撇了眼刀上滴滴答答的血迹,她快步流星上前,无视男人用蹩脚的中文喊停,用刀挑起了他胸口衣服上的三角形图腾胸贴。
“我记起来了,雷克斯公司。”
大名鼎鼎的安全承包商,与death并驾齐驱,不同的是这家公司绝大部分订单为犯罪分子服务,完全是臭名昭著,成员个个心狠手辣,执行任务时甚至会无差别对平民动手。
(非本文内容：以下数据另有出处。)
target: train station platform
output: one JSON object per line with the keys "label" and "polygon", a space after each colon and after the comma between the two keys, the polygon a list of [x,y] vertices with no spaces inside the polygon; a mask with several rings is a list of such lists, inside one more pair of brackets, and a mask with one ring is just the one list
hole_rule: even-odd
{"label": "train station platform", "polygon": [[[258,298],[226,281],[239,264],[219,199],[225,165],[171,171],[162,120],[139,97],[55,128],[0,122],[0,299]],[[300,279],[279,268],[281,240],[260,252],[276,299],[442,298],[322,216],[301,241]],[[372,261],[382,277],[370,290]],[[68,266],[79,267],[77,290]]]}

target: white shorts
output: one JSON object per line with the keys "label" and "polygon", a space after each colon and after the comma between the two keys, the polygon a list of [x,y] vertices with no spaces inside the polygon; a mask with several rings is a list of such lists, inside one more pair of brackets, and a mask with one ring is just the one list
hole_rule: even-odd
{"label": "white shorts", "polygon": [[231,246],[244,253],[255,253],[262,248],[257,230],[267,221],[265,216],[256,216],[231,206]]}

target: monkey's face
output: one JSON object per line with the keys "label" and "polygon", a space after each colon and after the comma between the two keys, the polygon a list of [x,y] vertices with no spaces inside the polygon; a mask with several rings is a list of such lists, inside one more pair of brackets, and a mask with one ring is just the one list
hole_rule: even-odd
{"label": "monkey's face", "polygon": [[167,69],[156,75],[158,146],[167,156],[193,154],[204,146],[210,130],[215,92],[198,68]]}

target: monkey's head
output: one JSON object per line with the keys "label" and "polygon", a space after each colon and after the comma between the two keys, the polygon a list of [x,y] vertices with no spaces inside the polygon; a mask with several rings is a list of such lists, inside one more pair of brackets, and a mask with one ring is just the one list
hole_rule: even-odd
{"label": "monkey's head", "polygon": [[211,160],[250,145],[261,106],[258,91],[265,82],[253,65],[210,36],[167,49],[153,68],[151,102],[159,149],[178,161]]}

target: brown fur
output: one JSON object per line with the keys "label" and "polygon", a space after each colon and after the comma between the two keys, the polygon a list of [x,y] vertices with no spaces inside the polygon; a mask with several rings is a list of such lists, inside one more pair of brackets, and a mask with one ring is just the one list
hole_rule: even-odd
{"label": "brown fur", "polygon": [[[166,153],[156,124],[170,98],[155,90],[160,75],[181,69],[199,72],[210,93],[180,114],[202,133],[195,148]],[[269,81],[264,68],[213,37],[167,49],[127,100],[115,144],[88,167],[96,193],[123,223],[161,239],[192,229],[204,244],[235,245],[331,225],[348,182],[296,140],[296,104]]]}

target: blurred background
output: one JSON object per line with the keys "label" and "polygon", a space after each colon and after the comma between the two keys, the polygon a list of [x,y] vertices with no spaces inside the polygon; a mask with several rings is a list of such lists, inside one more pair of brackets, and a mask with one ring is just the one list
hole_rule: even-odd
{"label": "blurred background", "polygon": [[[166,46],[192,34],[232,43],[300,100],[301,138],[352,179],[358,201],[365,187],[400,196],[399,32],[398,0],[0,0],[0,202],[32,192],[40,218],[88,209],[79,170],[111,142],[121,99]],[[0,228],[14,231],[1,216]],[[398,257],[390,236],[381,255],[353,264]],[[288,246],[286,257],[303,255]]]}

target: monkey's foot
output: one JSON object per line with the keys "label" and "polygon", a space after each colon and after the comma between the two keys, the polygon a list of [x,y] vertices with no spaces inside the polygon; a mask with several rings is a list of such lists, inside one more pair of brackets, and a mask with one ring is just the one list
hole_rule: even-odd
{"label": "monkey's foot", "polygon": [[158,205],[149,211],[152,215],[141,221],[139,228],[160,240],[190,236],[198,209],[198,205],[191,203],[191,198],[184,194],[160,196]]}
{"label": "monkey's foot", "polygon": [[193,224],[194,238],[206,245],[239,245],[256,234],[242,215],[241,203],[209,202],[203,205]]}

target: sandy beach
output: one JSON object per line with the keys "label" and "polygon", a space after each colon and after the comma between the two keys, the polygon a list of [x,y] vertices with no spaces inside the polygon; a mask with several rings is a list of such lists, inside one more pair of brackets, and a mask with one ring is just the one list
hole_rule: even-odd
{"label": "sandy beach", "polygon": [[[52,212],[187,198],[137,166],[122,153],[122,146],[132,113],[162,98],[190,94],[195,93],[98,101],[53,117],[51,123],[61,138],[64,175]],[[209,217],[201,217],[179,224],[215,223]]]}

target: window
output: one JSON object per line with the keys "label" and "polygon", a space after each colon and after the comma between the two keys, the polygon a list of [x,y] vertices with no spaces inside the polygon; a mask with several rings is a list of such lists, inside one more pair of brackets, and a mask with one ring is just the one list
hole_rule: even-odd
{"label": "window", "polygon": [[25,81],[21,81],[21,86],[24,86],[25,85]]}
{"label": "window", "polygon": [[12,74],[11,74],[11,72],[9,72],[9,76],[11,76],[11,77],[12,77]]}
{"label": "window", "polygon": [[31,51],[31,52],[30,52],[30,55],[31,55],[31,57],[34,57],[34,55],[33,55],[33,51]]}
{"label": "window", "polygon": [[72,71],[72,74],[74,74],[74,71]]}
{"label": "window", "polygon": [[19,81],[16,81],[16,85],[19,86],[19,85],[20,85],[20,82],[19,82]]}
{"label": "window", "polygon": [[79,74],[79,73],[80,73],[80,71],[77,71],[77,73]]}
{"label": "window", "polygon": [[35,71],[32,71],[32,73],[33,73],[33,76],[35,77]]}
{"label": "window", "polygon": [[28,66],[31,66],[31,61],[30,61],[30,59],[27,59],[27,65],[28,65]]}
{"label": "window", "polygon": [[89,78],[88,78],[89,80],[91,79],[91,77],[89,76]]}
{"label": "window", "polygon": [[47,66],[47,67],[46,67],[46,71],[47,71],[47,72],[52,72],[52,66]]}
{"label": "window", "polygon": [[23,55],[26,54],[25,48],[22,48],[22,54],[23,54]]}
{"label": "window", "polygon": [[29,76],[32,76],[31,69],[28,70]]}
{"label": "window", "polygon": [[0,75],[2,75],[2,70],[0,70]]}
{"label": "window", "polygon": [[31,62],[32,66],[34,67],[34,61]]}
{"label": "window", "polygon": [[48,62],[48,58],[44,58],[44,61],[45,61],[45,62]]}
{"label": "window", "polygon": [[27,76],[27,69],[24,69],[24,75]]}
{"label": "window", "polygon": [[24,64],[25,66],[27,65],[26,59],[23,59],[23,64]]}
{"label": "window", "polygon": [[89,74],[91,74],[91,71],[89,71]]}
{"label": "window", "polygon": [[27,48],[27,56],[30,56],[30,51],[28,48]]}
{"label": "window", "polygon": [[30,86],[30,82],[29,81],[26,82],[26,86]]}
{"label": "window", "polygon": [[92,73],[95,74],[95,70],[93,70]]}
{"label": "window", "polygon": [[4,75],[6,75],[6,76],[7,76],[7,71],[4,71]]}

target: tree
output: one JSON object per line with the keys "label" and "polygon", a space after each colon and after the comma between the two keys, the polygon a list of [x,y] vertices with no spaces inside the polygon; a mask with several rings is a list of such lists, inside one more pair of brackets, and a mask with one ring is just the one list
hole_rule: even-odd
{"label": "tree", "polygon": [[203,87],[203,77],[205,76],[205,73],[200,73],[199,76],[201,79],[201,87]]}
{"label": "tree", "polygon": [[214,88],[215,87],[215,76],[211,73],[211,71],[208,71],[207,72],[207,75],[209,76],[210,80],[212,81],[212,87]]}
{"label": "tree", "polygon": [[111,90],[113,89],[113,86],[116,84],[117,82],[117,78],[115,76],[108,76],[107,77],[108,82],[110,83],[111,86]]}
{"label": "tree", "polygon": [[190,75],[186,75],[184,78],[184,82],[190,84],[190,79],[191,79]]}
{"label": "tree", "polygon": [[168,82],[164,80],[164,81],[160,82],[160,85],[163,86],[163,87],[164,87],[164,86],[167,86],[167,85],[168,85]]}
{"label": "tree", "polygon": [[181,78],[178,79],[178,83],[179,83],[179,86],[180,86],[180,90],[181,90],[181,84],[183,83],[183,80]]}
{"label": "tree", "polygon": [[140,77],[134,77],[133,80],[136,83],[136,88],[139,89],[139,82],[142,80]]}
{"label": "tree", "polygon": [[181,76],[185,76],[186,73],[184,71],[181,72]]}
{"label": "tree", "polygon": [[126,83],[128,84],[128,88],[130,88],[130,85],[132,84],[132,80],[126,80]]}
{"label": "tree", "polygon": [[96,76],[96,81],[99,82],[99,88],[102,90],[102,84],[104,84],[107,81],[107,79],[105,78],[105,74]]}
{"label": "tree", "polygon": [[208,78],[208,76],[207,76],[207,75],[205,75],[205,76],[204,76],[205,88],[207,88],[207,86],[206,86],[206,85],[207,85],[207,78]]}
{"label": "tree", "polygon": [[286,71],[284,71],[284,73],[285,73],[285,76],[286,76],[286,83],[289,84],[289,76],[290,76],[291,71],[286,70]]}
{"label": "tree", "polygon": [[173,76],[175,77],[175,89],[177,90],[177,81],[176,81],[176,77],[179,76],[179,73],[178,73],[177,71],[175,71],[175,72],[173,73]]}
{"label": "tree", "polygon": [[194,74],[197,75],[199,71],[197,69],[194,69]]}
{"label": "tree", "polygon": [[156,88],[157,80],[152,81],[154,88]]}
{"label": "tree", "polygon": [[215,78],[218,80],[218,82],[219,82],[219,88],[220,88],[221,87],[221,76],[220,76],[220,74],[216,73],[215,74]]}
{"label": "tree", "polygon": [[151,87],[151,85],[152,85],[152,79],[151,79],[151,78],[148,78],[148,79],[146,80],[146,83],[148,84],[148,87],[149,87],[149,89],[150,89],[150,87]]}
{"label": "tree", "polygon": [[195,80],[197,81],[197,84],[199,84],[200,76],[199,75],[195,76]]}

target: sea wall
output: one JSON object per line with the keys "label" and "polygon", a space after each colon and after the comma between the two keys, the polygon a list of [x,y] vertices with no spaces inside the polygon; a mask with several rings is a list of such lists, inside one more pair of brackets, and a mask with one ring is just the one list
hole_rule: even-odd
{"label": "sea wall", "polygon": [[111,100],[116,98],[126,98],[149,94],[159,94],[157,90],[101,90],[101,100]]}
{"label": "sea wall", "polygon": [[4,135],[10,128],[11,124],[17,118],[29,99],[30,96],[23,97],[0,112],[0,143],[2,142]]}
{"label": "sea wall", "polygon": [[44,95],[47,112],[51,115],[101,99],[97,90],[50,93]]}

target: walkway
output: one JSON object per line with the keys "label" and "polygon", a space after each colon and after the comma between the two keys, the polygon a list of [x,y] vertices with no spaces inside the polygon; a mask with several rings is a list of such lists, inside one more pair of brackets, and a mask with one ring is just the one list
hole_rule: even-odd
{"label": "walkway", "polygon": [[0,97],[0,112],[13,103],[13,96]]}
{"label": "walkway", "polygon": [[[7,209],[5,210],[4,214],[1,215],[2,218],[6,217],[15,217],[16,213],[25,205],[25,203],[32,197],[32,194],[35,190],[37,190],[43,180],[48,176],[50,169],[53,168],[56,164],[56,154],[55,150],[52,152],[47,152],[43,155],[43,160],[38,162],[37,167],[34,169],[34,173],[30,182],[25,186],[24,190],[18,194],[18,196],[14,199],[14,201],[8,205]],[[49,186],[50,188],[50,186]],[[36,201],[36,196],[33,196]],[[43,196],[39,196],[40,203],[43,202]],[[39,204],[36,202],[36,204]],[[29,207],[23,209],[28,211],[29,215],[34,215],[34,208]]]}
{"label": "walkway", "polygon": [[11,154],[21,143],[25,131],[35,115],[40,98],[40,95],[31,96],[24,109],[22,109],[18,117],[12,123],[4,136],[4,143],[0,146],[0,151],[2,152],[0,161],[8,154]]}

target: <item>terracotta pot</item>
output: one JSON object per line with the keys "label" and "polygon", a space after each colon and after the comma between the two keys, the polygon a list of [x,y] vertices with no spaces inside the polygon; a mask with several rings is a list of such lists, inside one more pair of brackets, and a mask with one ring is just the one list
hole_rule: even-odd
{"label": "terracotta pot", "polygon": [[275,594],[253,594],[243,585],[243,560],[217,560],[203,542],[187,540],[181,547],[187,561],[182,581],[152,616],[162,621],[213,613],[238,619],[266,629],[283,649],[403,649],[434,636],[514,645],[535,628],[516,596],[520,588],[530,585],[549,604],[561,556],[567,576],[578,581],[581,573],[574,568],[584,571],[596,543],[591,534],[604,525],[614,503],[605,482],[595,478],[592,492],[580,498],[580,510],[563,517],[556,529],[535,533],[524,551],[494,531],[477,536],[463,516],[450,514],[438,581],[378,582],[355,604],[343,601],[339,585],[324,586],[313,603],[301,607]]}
见她认出来,男人更加确定她不一般,眼神更加警惕,“你今天走不出这里的。”
“没关系,”怀玥挑了挑眉,发誓般笃信地说,“你们也走不出。”
今天就是死在这里,她也绝对不会让这些人逃出去再逍遥法外。
顾山河把这种人弄进国内,不论什么原因都很该死。
正规渠道进不来,肯定是和她一样从明舟岛回来的,所以批准直升机航线的人也是该查一查。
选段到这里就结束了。